Pakistan politician (died 2020)

Mohammad Shafiq (died 5 February 2020) was a Pakistani politician from Gilgit-Baltistan belonging to Pakistan Muslim League (N). He was a member of the Gilgit-Baltistan Assembly. He was a minister of the Government of Gilgit-Baltistan too.

==Political career==
He contested the 2004 Northern Areas Legislative Council election from NA-24 Ghanche-III as a candidate of Pakistan Muslim League (Q), but was unsuccessful. He was defeated by Muhammad Ismail, a candidate of Pakistan People's Party (PPP).

He contested the 2009 Gilgit-Baltistan Assembly election from GBA-24 Ghanche-III as a candidate of Pakistan Muslim League (N) (PML(N)), but was unsuccessful.
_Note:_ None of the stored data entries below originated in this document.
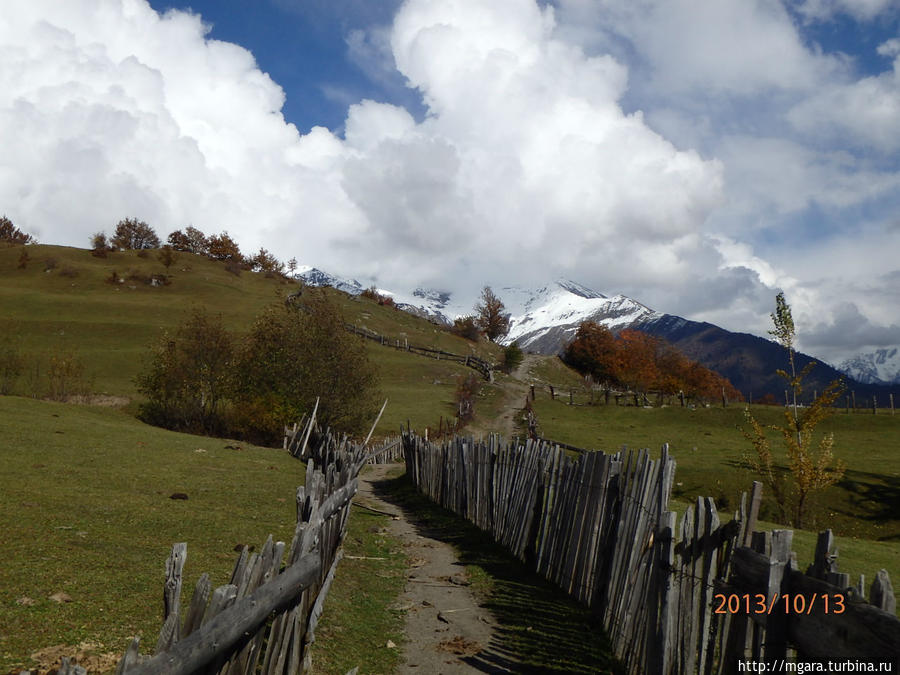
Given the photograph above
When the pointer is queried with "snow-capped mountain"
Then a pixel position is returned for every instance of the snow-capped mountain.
(879, 367)
(312, 276)
(434, 305)
(546, 319)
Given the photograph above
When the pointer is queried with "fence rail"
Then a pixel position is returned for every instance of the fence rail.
(470, 361)
(599, 527)
(264, 619)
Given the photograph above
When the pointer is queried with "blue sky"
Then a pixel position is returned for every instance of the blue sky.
(697, 156)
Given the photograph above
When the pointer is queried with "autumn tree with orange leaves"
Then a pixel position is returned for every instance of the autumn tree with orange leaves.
(642, 363)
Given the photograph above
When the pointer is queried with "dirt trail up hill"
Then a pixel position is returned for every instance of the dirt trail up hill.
(515, 391)
(445, 626)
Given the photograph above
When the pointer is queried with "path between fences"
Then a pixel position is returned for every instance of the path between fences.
(444, 621)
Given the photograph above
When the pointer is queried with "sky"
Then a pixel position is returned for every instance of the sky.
(696, 155)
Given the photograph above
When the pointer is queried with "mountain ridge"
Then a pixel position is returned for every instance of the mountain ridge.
(545, 320)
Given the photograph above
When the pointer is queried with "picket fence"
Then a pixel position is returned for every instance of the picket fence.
(599, 527)
(264, 619)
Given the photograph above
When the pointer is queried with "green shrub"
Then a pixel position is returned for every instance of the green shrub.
(512, 357)
(189, 376)
(12, 363)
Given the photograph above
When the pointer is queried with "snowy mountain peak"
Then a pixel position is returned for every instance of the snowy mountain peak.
(312, 276)
(537, 315)
(560, 308)
(879, 367)
(578, 289)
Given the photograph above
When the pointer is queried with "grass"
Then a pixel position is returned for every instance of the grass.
(358, 620)
(86, 511)
(86, 490)
(540, 629)
(110, 327)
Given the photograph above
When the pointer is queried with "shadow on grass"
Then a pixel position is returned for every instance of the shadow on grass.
(540, 630)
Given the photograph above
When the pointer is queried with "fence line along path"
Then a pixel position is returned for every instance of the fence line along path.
(673, 595)
(264, 619)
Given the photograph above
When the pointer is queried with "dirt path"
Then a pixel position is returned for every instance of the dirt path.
(444, 622)
(515, 390)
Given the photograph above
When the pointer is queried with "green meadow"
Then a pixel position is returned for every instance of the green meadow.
(85, 499)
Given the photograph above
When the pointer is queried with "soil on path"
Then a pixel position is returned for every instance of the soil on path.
(516, 388)
(446, 628)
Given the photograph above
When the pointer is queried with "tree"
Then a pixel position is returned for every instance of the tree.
(133, 234)
(594, 351)
(11, 363)
(191, 240)
(12, 235)
(811, 467)
(266, 262)
(467, 388)
(466, 327)
(489, 315)
(223, 247)
(167, 256)
(294, 354)
(189, 376)
(99, 245)
(636, 360)
(512, 357)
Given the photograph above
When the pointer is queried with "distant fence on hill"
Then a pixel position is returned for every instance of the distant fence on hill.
(470, 361)
(699, 597)
(264, 619)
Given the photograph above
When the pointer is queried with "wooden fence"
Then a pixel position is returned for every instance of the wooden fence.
(694, 597)
(264, 619)
(485, 368)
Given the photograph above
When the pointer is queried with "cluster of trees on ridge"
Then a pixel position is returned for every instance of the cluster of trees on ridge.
(642, 363)
(133, 234)
(204, 379)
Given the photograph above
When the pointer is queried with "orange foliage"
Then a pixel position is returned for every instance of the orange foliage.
(642, 362)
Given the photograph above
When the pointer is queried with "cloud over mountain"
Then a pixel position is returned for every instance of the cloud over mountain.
(654, 148)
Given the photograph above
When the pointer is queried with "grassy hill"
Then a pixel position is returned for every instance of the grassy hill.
(109, 326)
(85, 487)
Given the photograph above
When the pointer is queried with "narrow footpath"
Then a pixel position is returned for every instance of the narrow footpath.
(446, 628)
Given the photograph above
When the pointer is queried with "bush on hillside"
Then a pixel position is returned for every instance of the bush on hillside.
(467, 388)
(167, 256)
(99, 245)
(12, 363)
(466, 327)
(223, 247)
(203, 379)
(11, 235)
(266, 262)
(191, 240)
(512, 357)
(66, 376)
(294, 354)
(189, 376)
(133, 234)
(642, 363)
(490, 315)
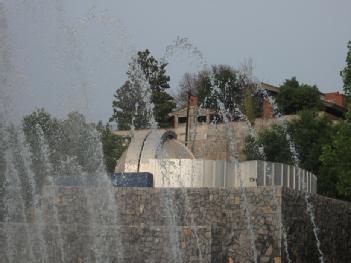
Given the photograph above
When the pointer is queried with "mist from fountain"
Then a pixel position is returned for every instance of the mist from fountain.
(296, 162)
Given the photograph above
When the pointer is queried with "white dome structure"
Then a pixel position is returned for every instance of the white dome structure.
(173, 165)
(148, 145)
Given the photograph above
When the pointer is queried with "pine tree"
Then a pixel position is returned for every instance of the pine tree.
(144, 91)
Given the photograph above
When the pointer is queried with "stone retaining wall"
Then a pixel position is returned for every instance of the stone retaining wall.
(174, 225)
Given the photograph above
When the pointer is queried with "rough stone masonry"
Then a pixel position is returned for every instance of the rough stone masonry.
(80, 224)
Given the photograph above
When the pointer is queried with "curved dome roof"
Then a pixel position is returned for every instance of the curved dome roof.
(146, 145)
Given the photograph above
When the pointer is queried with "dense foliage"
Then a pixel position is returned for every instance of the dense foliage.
(294, 97)
(113, 146)
(346, 72)
(130, 106)
(223, 83)
(321, 147)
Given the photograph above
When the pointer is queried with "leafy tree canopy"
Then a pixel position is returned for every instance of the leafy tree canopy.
(273, 144)
(233, 88)
(336, 160)
(132, 99)
(113, 146)
(294, 97)
(346, 72)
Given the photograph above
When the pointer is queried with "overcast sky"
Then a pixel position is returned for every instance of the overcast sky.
(72, 54)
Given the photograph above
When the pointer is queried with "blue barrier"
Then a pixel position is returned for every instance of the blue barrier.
(132, 179)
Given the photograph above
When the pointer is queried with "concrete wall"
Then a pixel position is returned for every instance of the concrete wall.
(175, 225)
(220, 173)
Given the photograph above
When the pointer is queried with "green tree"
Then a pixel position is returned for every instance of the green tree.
(294, 97)
(274, 144)
(336, 159)
(346, 72)
(130, 103)
(309, 133)
(113, 146)
(235, 90)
He received 4,067 votes and was defeated by Muhammad Ismail, a candidate of PPP.

He was elected as a member of the Gilgit-Baltistan Legislative Assembly from GBA-24 Ghanche-III in the 2015 Gilgit-Baltistan Assembly election. He received 5,226 votes and defeated Muhammad Ismail, a candidate of PPP. Ismail challenged these results and on 4 June 2020, the Election Commission Gilgit-Baltistan (ECGB) posthumously de-notified Shafiq. This was due to a judgement by an election tribunal on 30 March 2020 and an order by the Gilgit-Baltistan Chief Court on 28 May 2020.

He served as the Minister for Mines and Minerals, Industries, Labour & Commerce and Food of the Government of Gilgit-Baltistan.

== Death ==
Shafiq died of cardiac arrest in Islamabad on 5 February 2020.